The framework user steps through each category of benefits to identify and describe relevant specific benefits that could result from the development and deployment of the AI application being considered.

For each specific benefit, the framework user would evaluate the benefit’s potential impact and likelihood. The impact factors are scale, scope, duration, and proportionality. The benefit likelihood factors include probability and frequency. Descriptions for each of these factors are presented in Table 4 and Table 5, respectively.

Table 4. Benefit Factors of Impact

FactorDescription
ScaleHow acutely the benefit could impact a population or group throughout the AI lifecycle
ScopeHow broadly the beneficial impact could be experienced across populations or groups
DurationHow long the beneficial impact would be experienced by a population or group
ProportionalityWhether a population or group is proportionally affected by the beneficial impact as compared to other populations or groups

Table 5. Benefit Factors of Likelihood

FactorDescription
ProbabilityThe likelihood the benefit could impact a population or group and whether this particular benefit has occurred before
FrequencyHow often a population or group would experience the beneficial impact

To analyze magnitudes of benefits based on impact and likelihood factors at either the specific benefit level or at the benefit category level, a framework user has the same options for implementation as assessing harms – either employing different rank order categories or the Likert scale.

The factors are named in such a way that a “very high” or “5” score represents a positive aspect of the benefit, (e.g., “long duration”).

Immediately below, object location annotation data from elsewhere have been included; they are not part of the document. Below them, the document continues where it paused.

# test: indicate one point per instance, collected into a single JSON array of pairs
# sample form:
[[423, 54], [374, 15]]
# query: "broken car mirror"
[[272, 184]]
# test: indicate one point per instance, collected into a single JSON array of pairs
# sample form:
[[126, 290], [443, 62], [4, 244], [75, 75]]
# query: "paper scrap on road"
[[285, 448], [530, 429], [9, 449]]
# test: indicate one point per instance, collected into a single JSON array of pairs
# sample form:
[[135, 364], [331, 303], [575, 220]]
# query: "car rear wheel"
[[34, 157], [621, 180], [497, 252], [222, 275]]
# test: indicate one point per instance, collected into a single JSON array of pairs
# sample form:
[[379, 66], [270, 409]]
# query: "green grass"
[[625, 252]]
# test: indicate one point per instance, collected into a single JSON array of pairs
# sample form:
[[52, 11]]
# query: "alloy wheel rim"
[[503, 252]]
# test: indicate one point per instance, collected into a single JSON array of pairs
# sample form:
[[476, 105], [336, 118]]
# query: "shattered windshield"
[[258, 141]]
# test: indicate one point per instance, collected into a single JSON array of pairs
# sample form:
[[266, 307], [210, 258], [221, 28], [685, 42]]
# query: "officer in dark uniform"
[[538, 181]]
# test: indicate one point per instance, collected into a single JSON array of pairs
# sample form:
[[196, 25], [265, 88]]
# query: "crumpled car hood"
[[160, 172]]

Some benefits may be essentially instantaneous (e.g., physical health), others may extend over time (e.g., psychological health). Thus, some factors (e.g., scope) may raise different considerations for those benefit categories. The framework user has flexibility in determining the specific weightings for each benefits category given the importance of specific categories may vary depending on the sector and context.

Analyzing “Magnitude” for Harms and Benefits 

Regulators should have flexibility, based on sector-specific expertise and experience, in analyzing the magnitude of harms/benefits based on the severity, impact, and likelihood factors (“magnitude” analyses). This document suggests that the magnitude analyses of harms/benefits focus at the categorical level.[7] One way to make this analysis is by calculating the magnitude for each specific harm/benefit and calculating an average (weighted) across categories. One advantage of assessing the magnitude factors for each specific harm/benefit in Appendix 1, which are then analyzed at the categorical level, is that this approach provides a comprehensive view of all relevant harms and benefits with a nuanced understanding of the interplay of all the relevant harms and benefits.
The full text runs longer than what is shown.